- Born: c. 1979 (age 46–47) Uganda
- Citizenship: Uganda
- Education: Mount Saint Mary's College Namagunga Elmhurst University University of Texas at Dallas
- Occupations: Businesswoman & corporate executive
- Years active: 2005–present
- Title: Manager of Advisory Department at Uganda Development Bank

= Barbara Kasekende =

Ugandan businesswoman and corporate executive

Barbara Kasekende is a Ugandan businesswoman and corporate executive who serves as the head of the Advisory Department at Uganda Development Bank, the country's only indigenous, government-owned development financial institution. She took up this position in February 2022. Before that, she was the corporate social investments manager at Stanbic Bank Uganda Limited, Uganda's largest commercial bank by assets.

==Background and education==
Kasekende is a Ugandan national, born circa 1979 in the Buganda Region of Uganda. She attended Mount Saint Mary's College Namagunga for her high school education. In a 2020 interview, she described herself as the firstborn in her family.

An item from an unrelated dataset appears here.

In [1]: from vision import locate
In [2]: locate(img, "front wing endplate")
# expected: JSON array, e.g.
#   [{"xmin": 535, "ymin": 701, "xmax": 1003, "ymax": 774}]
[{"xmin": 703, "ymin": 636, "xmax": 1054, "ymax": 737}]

She holds a Bachelor of Science in Computer Information Systems, awarded by Elmhurst University, in Elmhurst, Illinois, United States. She also holds a Master of Business Administration, obtained from the Naveen Jindal School of Management, at the University of Texas at Dallas, in Richardson, Texas, United States.

==Career==
At the time she joined Uganda Development Bank in February 2022, Kasekende's business career went back nearly 14 years. She has had managerial responsibilities in various businesses and companies during that time. She has been a manager at AIG Uganda, Wild Places Africa, NFT Consult and Stanbic Bank Uganda. Her work experience includes business development, customer service, high-net worth customer relations and corporate social responsibility functions.

At Uganda Development Bank, Kasekende heads the bank's business advisory department, responsible for advising and guiding the bank's business clients and customers.